As we started sorting out the categories, Darcy being overrepresented made judging quite difficult. Our way around this was to come up with this thing the 'Legacy Award'.
The award is our way of saying that we think Darcy's zines are and have been, consistently, exceptionally good. Darcy is a really beautiful illustrator / artist / maker, so lots of his zines show that off. But his writing is also genuinely very funny, and often at the same time, super personal and vulnerable.
He does great concepts, too, like his latest zine ‘Curse Coupons’ which is a bunch of coupons for curses like ‘you will enjoy the smell of a strangers fart’. Awful
Congratulations Darcy you’re the first ever Legacy Award winner. May your legacy remain legacal.
Best of the Fest 2022



Winner
Electric Meat #2
Electric Meat #2 is a zine which combines old polaroid photos and stories from Charlotte’s grandparents after they arrived in Wellington from the UK in the 1970s.
Charlotte writes in the introduction that the Electric Meat series are zines which explore her identity - “how and why I became the person I am today… all the parts that make up my electric meat suit.”
While it might seem like we’re being primed for a super-personal diary, Charlotte doesn’t actually tell us much about herself. Instead, the zine keeps its focus squarely on her grandparents. Charlotte’s writing is straightforward and anecdotal, and she tells us stories about the jobs they had, their interactions with locals, places they’d visit. She gives us space to consider for ourselves how ancestry shapes who we are. How do Charlotte’s working class grandparents inform her contemporary sense of self? How do our own grandparents lives live on in all of us?
The zine is reminiscent of photospreads in any bestselling celebrity biography, but Charlotte’s grandparents aren’t famous, and Electric Meat probably won’t sell thousands of copies. Through self-publishing, Charlotte’s been able to platform *regular* peoples stories, demonstrating that they too have value and that our everyday experiences can be just as formative as the dramatic ones.
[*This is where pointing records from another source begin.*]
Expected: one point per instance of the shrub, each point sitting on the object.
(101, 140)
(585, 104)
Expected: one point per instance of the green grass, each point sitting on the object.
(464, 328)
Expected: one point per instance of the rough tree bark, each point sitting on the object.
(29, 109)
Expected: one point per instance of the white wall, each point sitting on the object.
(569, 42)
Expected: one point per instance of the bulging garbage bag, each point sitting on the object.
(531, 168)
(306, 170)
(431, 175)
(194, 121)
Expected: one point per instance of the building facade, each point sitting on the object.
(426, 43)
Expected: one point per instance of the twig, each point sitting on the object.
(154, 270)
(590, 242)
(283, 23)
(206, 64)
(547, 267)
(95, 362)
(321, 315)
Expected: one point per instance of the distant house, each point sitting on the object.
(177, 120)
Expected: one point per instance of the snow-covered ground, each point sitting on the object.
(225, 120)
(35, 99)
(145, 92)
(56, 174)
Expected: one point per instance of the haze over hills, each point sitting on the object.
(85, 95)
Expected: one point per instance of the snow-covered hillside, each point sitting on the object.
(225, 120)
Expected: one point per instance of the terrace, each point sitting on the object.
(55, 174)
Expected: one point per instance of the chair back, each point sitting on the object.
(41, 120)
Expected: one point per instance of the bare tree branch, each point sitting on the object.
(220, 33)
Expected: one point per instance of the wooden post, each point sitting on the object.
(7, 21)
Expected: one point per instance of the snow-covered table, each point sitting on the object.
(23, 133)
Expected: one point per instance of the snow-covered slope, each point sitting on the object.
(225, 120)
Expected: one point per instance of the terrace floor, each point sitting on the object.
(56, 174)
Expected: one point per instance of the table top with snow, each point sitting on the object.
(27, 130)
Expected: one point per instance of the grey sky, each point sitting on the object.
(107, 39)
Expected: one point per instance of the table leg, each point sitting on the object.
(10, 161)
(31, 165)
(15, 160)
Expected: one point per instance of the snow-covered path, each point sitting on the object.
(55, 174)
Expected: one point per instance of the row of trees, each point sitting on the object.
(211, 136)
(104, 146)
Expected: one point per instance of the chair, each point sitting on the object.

Electric Meat #2 ticks every box for us - it’s local, pretty, well written, unique and personal. Charlotte’s zines take advantage of everything zine culture makes possible. It’s accessible both in that it’s easy to read and that it’s a simple concept that anyone could explore. It’s also a reminder that zines aren’t just about showing off creative skills or production values. They’re also about sharing, expressing, or what Charlotte calls ‘externalising’.
Electric Meat #2 reminds us that zinemaking is just as much about the *production* as the product itself. Through making this zine, Charlotte’s considered her past, collected and placed memories, and reflected on them critically. It’s a process we could all probably benefit from doing sometimes.